Le sénateur JCI Sem AMADJIDJE évoque un problème de non préparation des entreprises béninoises à des risques émergents comme le Covid 19 et souhaite la mise en place dans les entreprises des Plans de continuité ou des cartographies de risques qui intègrent les risques émergents.

Sous un brin d’humour, le sénateur Didier Maixent DJEIGO, ancien directeur général de l’ANPE, chef d’entreprise rappelant que
les chinois (encore eux!) disent que « CRISE=DANGER+OPPORTUNITÉS », invite à une identification des secteurs dans lesquels on peut investir actuellement à part la promotion des masques?’

Quant au sénateur JCI Marcellio TEVOEDJRE, il fait constater qu’une bonne partie des interrogations tourne autour du management des risques socio-écologiques et ajoute que le Business Model Canvas (BMC) durable à 11/13 cases permet à chaque entreprise d’inclure ces problématiques dans sa stratégie

Si pour le Sénateur Albin FELIHO, le secteur de la sécurité sanitaire fera un boom, le télétravail deviendra une obligation ainsi que les métiers de proximité, le Sénateur Marcelio TEVOEDJRE

rappelle que les plus grandes fortunes se sont malheureusement bâties sur la guerre, la crise et la turbulence. Par ce qu’ils déstabilisent l’équilibre en cours, il est difficile selon lui de se rappeler qu’à chaque fois qu’il y a besoin criard, il y a forcément opportunité.
Le replâtrage de l’économie n’est pas vraiment possible, à son humble avis. Il faut bien sûr boucher les trous, mais il faut surtout préparer de nouvelles briques.

La nouvelle problématique selon lui est que compte tenu de notre dimension, de notre capacité stratégique, des contraintes actuelles et futures, et enfin de nos atouts concurrentiels, quelle offre de valeur pouvons-nous faire au Marché Global?
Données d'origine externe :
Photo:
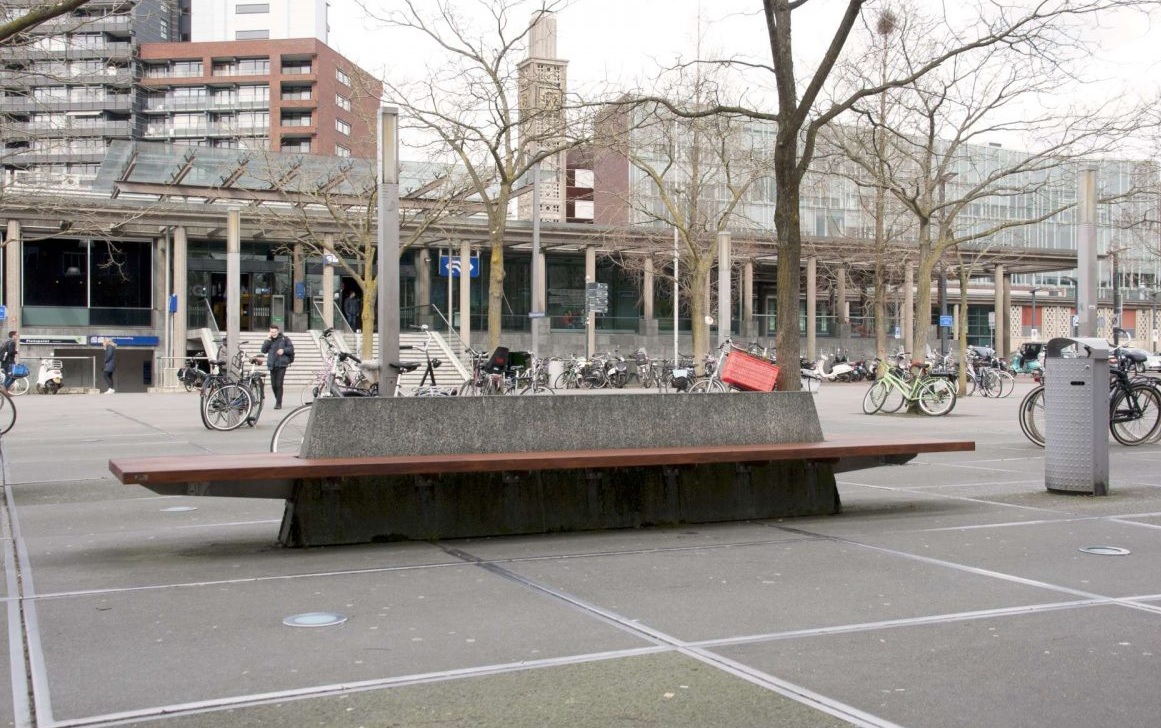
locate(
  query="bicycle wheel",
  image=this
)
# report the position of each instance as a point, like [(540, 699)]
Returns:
[(1031, 416), (7, 412), (290, 432), (872, 401), (1136, 415), (228, 406), (707, 386), (937, 397)]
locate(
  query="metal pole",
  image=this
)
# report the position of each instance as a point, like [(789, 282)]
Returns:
[(1086, 256), (1118, 304), (677, 289), (943, 309), (535, 259), (388, 257)]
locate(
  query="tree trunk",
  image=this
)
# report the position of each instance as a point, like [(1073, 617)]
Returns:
[(787, 340)]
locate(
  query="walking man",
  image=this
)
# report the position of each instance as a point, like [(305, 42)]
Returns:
[(279, 352), (8, 359), (110, 364)]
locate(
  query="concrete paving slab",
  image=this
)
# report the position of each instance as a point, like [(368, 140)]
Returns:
[(1080, 668), (744, 590), (1046, 553), (666, 690), (157, 647)]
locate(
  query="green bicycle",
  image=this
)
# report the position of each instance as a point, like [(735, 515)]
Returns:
[(935, 396)]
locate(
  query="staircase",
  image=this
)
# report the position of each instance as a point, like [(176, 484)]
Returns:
[(309, 358)]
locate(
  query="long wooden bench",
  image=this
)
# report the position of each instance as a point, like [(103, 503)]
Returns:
[(340, 491)]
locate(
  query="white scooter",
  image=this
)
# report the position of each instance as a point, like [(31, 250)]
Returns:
[(839, 372), (48, 379)]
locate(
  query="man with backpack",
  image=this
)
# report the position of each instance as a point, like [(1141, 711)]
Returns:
[(279, 352), (8, 359)]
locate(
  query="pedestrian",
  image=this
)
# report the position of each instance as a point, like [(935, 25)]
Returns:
[(8, 359), (110, 364), (279, 352), (352, 308)]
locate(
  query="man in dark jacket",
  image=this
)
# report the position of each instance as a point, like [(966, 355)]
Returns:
[(279, 352), (8, 359)]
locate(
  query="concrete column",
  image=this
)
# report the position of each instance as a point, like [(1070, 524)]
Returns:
[(909, 311), (180, 261), (298, 275), (13, 254), (424, 287), (590, 319), (232, 283), (466, 294), (842, 311), (1006, 319), (725, 268), (790, 318), (748, 329), (647, 289), (997, 308)]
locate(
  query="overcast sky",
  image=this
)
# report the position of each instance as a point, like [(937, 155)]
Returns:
[(621, 43)]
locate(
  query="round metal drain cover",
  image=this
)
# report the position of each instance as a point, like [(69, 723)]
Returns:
[(1105, 550), (315, 619)]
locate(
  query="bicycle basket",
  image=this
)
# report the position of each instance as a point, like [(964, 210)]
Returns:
[(749, 373)]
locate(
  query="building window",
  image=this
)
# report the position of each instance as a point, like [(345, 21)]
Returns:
[(254, 66)]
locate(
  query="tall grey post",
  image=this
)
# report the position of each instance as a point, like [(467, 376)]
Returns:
[(181, 288), (1086, 254), (232, 285), (725, 325), (535, 259), (388, 258), (812, 308)]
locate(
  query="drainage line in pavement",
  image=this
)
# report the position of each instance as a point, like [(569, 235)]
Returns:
[(29, 686), (768, 682)]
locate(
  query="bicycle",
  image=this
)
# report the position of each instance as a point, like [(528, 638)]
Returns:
[(1134, 408), (934, 396)]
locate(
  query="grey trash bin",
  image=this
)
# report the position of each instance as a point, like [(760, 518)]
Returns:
[(1076, 416)]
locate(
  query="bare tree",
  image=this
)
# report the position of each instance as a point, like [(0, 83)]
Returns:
[(468, 109), (803, 110), (35, 16)]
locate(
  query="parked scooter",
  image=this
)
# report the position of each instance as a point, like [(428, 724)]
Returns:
[(841, 370), (48, 379), (190, 376)]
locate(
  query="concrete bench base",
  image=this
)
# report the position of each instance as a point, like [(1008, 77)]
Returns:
[(360, 510)]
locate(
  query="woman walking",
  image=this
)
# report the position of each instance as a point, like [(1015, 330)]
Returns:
[(110, 364)]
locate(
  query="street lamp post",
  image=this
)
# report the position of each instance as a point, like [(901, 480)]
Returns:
[(1035, 290), (1076, 297)]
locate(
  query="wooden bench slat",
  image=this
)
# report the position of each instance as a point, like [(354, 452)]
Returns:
[(282, 466)]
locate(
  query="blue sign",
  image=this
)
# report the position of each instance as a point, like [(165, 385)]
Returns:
[(125, 340), (453, 266)]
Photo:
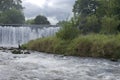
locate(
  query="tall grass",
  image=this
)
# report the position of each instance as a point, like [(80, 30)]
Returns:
[(94, 45)]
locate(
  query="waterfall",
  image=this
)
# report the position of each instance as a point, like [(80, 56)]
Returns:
[(12, 36)]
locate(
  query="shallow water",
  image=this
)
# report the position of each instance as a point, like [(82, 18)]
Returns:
[(41, 66)]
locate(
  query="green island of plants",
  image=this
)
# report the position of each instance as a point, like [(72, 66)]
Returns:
[(93, 31)]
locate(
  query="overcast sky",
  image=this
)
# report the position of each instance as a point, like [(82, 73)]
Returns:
[(55, 10)]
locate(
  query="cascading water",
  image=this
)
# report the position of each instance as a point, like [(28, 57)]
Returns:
[(12, 36)]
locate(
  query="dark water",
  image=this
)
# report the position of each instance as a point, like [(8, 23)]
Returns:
[(41, 66)]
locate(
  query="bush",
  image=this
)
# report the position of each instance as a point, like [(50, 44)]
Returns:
[(109, 25), (94, 45), (68, 32)]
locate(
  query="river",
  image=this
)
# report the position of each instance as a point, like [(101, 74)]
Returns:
[(42, 66)]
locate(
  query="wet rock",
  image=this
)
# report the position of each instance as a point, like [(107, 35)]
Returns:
[(114, 59), (17, 52)]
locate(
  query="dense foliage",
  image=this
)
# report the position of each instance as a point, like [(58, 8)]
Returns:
[(11, 12), (12, 16), (93, 31), (94, 15)]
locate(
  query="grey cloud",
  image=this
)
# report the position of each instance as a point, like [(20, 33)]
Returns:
[(61, 9)]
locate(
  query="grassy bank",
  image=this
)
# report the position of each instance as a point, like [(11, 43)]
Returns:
[(95, 45)]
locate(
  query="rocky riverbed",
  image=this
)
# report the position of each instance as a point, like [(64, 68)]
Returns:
[(41, 66)]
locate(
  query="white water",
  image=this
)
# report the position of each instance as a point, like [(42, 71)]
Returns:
[(12, 36), (41, 66)]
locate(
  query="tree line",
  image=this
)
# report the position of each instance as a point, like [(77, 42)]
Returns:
[(11, 12), (97, 16)]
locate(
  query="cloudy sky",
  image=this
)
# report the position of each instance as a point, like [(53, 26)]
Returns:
[(55, 10)]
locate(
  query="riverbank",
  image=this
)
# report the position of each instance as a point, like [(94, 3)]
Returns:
[(94, 45), (42, 66)]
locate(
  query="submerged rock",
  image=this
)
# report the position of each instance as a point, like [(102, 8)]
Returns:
[(17, 51), (114, 59)]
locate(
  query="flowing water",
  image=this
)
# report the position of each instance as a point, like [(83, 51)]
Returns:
[(41, 66), (12, 36)]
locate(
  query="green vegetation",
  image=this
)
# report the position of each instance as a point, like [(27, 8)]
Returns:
[(38, 20), (93, 31), (11, 12), (94, 45)]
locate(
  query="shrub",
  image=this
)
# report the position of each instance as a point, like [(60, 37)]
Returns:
[(68, 32), (109, 25)]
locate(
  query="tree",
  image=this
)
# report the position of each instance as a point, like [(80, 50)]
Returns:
[(85, 7), (9, 4), (12, 16), (41, 20), (30, 21)]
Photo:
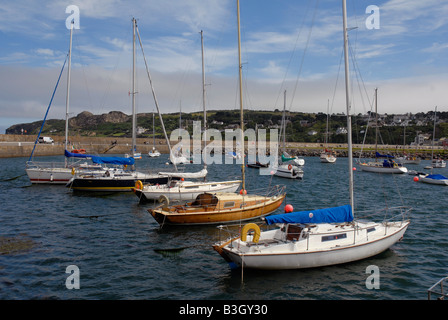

Le Sénateur Marcelio TEVOEDJREa tenté de répondre en affirmant que  l’avenir appartient à ceux qui pourront produire à partir des matières premières locales en usant des énergies renouvelables pour servir les besoins primaires des populations.
Le conditionnement, les vêtements, le mobilier, etc. tout cela est possible au Benin à partir de la transformation des végétaux en fibres. IL faut selon lui savoir lier INNOVATION ET ECOLOGIE

Il dit être CERTAIN que le Bénin dispose de tous les atouts pour devenir un centre d’excellence de la bio-industrie en Afrique de l’Ouest. Quand on est un wagon de queue, le seul avantage dont on dispose est de pouvoir freiner à temps et changer de voie, alors que c’est trop tard ou trop cher pour les wagons de tête. Il faut mettre les microbes au service de la bio-industrie.

Pour le sénateur JCI Bruno GNIDEHOUE, promoteur du centre LABEL BENIN, il reviendra par exemple à transformer la feuille d’ananas en similicuir pour ceinture, chaussures, sacs et autres maroquineries au profit de l’environnement.

En somme, cette E-causerie qui a eu comme modérateur le sénateur JCI Laurent HOUNGNIBO, Secrétaire Général du Sénat de la JCI Bénin, a permis d’analyser et de proposer des approches de solutions pour une gestion de la crise économique corolaire de la crise sanitaire en cours et surtout d’appréhender la société d’après crise sanitaire et les possibles orientations des entreprises.

Le monde disait l’invité principal Albin FELIHO ne sera plus jamais le même et il faut, recommande Marcellio TEVOEDJRE pour survivre désormais savoir allier Innovation et Ecologie. 

                                                                                   Le bureau du Sénat.